Discussion => Newbie discussion => Topic started by: 32zitsyfly on May 04, 2013, 03:16 pm

Title: Trouble on the Road
Post by: 32zitsyfly on May 04, 2013, 03:16 pm
Did everyone read the post on the main board by DPR?
If you haven't I suggest you do, not only is it disturbing, but you'll need to read it if the asshole who's doing this succeeds and you want to still stay connected to the road.

Check out his 2nd stickied post
Title: Re: Trouble on the Road
Post by: narcocapitalist9 on May 04, 2013, 03:46 pm
I have read it, and in my opinion based on what I know about tor, I used to be involved in the mailing list discussions years ago, this is a problem that was gonna come sooner or later. My opinion is the root of the problem has to do with two things: there is no incentive for anyone to increase tor's capacity except activism and charity, the majority of traffic on tor is script kiddies too lazy to learn how to configure a VPN like a real hacker, and that's likely the kind of slime that is prosecuting this attack.

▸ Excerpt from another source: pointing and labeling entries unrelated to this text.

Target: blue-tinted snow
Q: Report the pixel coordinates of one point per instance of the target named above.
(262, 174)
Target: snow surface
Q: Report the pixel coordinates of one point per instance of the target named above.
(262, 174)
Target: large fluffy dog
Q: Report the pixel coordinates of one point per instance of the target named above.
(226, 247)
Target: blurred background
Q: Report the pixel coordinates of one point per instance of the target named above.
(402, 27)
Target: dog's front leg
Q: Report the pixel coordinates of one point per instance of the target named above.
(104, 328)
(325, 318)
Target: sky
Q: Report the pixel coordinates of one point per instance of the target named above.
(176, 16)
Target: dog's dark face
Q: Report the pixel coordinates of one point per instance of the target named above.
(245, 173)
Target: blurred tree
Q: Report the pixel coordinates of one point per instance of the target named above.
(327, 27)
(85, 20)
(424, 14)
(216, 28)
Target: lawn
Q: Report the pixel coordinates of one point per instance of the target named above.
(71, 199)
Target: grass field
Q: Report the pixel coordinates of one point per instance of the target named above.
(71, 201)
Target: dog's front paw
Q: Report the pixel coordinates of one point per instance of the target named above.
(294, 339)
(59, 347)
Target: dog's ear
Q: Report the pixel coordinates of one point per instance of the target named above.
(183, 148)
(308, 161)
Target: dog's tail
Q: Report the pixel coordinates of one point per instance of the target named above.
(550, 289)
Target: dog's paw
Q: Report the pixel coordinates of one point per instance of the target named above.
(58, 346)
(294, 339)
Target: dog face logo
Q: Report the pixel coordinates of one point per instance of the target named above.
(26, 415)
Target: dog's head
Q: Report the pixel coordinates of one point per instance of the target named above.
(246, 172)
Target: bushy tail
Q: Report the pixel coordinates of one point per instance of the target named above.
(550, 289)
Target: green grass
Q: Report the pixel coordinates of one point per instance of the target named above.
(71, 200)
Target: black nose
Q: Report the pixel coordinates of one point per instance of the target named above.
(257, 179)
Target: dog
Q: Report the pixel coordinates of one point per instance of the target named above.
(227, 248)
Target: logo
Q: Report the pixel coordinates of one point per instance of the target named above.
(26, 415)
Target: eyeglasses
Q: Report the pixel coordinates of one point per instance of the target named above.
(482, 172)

I have made some suggestions in this post: http://dkn255hz262ypmii.onion/index.php?topic=155597.0 and I am of the opinion that shuffling around hidden service addresses is the way to go, as writing a browser extension to do this is the shortest route to a stop-gap solution while something more permanent is implemented (such as changes in the tor code). Another solution that I would like to promote that will also help is to encourage as many SR users as possible to run a non-exit tor relay. There is no reason to run an exit relay if your aim is to expand the network capacity for hidden services, as you never leave the network to do this. If half of the silk road user population were to run a tor relay with between 256 and 100000kbit connections, that would actually increase tor's total relay capacity by about 18%!  (I'm basing that on an estimate of 500 SR users doing this).

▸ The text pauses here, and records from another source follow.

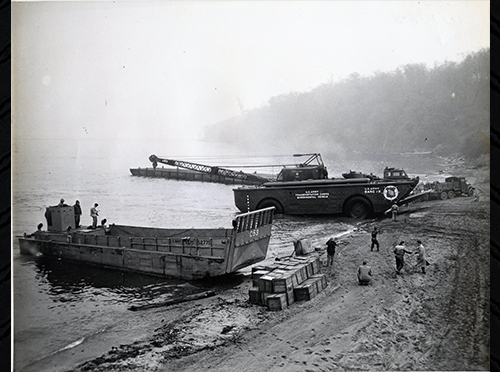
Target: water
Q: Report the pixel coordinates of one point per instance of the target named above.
(57, 305)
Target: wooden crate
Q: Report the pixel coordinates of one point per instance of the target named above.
(263, 297)
(321, 281)
(305, 291)
(257, 275)
(283, 283)
(265, 283)
(254, 295)
(276, 302)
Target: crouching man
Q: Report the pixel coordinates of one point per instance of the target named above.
(364, 274)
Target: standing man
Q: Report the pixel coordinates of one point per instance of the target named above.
(399, 252)
(374, 239)
(330, 250)
(421, 260)
(394, 210)
(78, 212)
(364, 274)
(94, 213)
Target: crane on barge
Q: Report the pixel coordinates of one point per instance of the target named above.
(208, 169)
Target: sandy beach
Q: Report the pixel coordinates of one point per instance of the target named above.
(410, 321)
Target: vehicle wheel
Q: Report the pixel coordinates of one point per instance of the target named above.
(358, 208)
(271, 203)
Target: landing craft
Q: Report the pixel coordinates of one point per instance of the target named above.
(305, 189)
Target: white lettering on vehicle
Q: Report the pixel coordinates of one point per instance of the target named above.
(313, 194)
(253, 233)
(391, 192)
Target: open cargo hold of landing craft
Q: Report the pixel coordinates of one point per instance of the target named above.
(189, 254)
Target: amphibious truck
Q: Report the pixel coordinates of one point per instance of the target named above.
(305, 189)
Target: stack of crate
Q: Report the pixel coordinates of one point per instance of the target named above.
(280, 284)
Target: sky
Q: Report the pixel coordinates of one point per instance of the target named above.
(139, 70)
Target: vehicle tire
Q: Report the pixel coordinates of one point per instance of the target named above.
(358, 207)
(271, 203)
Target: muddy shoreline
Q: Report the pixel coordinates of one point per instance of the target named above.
(413, 321)
(437, 321)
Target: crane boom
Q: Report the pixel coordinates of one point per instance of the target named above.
(208, 169)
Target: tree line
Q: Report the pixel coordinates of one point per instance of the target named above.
(443, 110)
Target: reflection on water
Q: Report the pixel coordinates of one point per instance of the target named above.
(70, 281)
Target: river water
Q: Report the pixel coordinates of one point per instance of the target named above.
(58, 305)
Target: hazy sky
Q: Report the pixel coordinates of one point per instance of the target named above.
(144, 70)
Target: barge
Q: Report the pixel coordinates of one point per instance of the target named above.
(190, 254)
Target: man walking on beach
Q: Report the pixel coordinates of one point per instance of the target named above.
(421, 260)
(364, 274)
(374, 239)
(394, 210)
(399, 252)
(330, 251)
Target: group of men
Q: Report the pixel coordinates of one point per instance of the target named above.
(94, 212)
(365, 272)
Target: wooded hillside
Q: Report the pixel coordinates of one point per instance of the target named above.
(444, 109)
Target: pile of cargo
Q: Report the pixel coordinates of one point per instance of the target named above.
(291, 279)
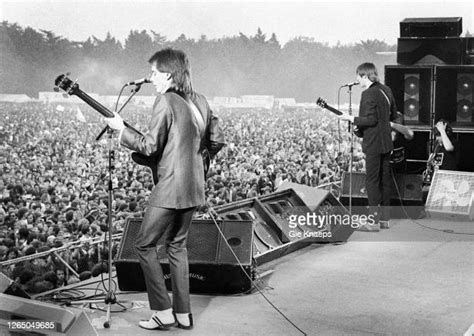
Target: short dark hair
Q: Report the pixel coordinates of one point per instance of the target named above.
(177, 64)
(369, 70)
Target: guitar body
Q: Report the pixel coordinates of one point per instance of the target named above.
(322, 103)
(72, 88)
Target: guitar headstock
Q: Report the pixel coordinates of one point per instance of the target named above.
(63, 82)
(321, 102)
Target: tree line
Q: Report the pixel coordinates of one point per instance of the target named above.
(302, 68)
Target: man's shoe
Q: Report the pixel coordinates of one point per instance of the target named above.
(384, 224)
(183, 326)
(154, 323)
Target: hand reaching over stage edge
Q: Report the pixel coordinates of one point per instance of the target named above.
(116, 122)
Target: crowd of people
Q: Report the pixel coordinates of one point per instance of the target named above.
(55, 176)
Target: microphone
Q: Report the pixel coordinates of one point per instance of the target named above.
(350, 84)
(139, 81)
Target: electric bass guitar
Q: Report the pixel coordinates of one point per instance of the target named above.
(404, 130)
(321, 102)
(72, 88)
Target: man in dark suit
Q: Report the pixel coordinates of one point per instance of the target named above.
(377, 108)
(180, 129)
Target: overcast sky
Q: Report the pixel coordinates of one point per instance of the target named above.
(330, 22)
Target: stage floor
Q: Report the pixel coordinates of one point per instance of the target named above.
(413, 279)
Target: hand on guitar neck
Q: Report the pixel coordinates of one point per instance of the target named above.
(407, 132)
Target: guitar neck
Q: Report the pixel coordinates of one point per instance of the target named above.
(94, 104)
(333, 110)
(99, 107)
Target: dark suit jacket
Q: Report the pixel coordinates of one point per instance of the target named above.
(176, 141)
(374, 118)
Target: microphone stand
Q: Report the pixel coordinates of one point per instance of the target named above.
(133, 93)
(110, 296)
(351, 131)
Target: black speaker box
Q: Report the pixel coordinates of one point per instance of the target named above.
(431, 50)
(412, 90)
(322, 202)
(213, 268)
(407, 192)
(431, 27)
(455, 95)
(60, 320)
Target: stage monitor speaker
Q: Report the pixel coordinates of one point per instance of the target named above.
(431, 27)
(60, 320)
(213, 268)
(431, 51)
(8, 286)
(407, 192)
(323, 203)
(451, 196)
(268, 235)
(454, 95)
(411, 87)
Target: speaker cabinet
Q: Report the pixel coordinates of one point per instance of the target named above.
(411, 88)
(466, 148)
(454, 95)
(442, 51)
(323, 203)
(451, 196)
(213, 268)
(65, 321)
(407, 192)
(431, 27)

I have done this, and I have 15000kbits to provide to the tor network, and I hope this idea catches on because part of why this loser is doing so well at keeping the site down is because tor is such a tiny network system compared to what can flood into it from outside due to it's total lack of protection against abusive behaviour by tor users.

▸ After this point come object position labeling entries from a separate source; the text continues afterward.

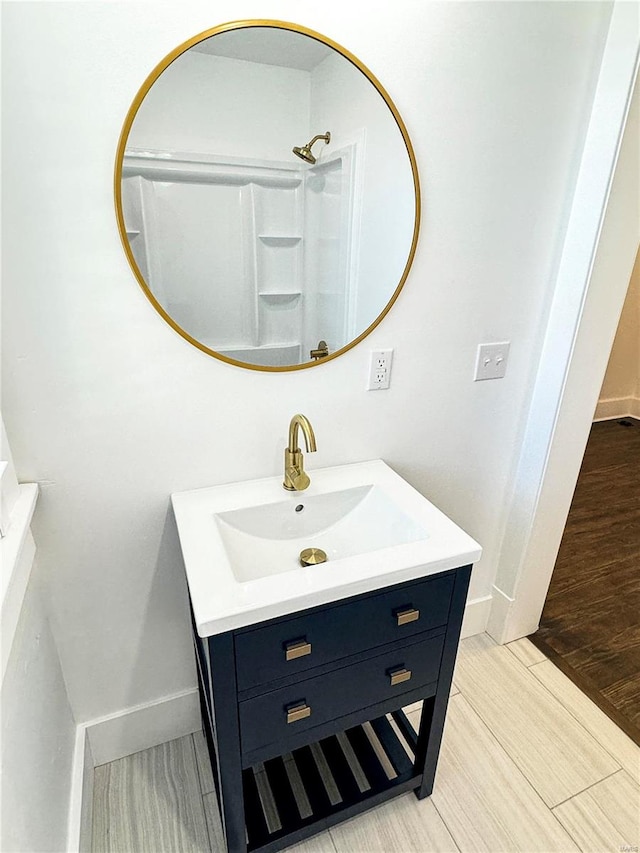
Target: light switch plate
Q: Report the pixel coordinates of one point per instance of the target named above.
(491, 362)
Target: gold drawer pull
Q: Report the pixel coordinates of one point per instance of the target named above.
(408, 615)
(298, 712)
(397, 676)
(297, 649)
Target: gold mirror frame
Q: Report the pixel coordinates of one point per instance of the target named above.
(144, 89)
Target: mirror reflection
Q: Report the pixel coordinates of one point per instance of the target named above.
(269, 196)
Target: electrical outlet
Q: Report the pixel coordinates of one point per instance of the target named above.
(380, 369)
(491, 362)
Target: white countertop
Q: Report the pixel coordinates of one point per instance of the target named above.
(221, 603)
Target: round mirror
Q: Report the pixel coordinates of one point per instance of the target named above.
(267, 195)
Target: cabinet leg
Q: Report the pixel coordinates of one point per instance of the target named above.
(225, 712)
(433, 715)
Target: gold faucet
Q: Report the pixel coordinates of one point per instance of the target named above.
(295, 479)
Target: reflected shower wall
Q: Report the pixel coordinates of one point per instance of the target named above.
(253, 261)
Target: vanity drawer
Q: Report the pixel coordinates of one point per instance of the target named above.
(290, 646)
(274, 717)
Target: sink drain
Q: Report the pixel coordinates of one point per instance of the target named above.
(312, 556)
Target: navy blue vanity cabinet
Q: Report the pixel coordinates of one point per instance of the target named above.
(303, 714)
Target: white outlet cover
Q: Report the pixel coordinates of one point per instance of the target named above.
(491, 361)
(379, 370)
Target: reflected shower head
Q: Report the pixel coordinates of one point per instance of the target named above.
(305, 154)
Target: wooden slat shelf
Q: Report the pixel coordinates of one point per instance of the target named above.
(287, 809)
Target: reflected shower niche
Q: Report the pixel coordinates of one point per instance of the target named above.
(282, 236)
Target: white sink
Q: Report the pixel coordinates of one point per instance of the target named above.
(241, 542)
(266, 540)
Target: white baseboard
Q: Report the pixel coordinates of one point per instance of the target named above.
(135, 729)
(617, 407)
(498, 618)
(81, 805)
(476, 614)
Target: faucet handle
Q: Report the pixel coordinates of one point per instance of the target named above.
(295, 478)
(300, 479)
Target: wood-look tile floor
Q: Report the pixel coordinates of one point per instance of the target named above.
(590, 625)
(528, 763)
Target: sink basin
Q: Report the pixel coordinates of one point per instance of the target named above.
(268, 539)
(241, 542)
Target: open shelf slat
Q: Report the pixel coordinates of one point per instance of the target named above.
(320, 805)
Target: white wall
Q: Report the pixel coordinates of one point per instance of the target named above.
(38, 736)
(224, 106)
(111, 411)
(346, 103)
(620, 392)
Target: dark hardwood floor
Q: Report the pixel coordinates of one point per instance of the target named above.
(590, 625)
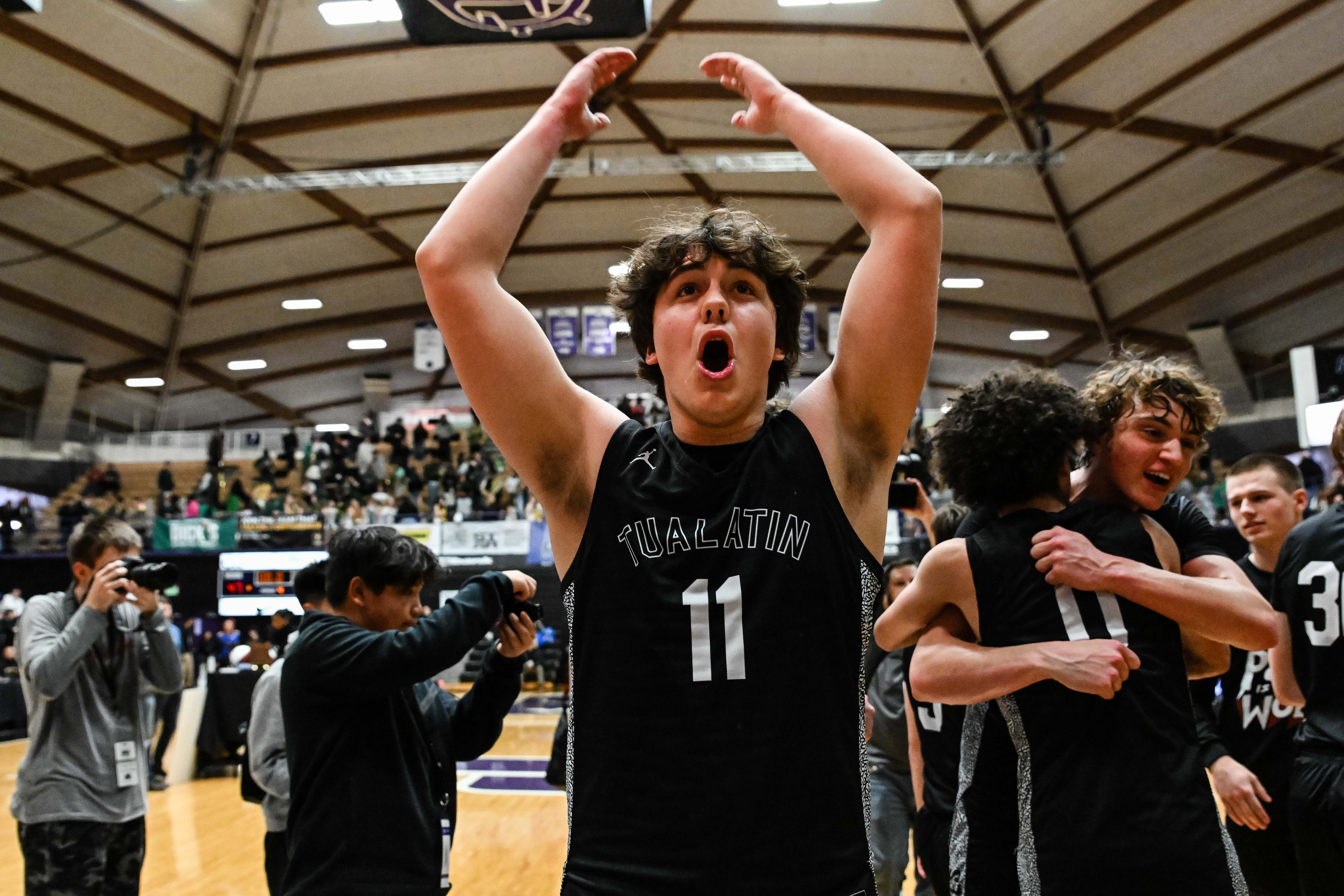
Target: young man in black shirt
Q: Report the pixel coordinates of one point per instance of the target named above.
(1308, 671)
(1075, 784)
(1247, 743)
(372, 782)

I personally think that the ultimate solution is to take tor, strip out exit capability and add a system of enforcing reciprocation between relays, and make an automatically bandwidth-regulating system in it so it opens up as much as 75% of one's upstream connection for this purpose. It may not have to take quite so much of SR users' bandwidth for a long time to widen the channel to make a flood attack uneconomic for this attacker, but I personally will keep running my relay until there is an alternative onion routing type network to get onto SR with.

I am in the process of developing a system that would actually make it possible to distribute SR completely, but I am not a very competent programmer and if it's just down to me it could be 18 months to 3 years before I have something usable. I would be most happy to find new collaborators who have better coding skills, I am just a problem solver, really. I don't have adequate attention to dedicate to actual programming, though with the assistance of a couple of drugs, one of them being illegal (or preferably some synthetic variant such as asymmetric alkyl methamphetamine or bromantan, an obscure russian stimulant/nootropic) I would be able to do a lot more. But I would be most happy to find others with programming skills and software development experience to at least have a look over my idea and see if they can see a way to implement it. The ideal would be that the onion routing/rendezvous system that I have conceived of a method of enforcing reciprocal routing (using scriptable contracts), forms a basic component of the system I have dreamed up, and with just that part of it implemented, SR could have access via this system and not have any avenues of being attacked through poisoned nodes or flood attacks through a system that has no protection against abusive traffic especially flood attacks.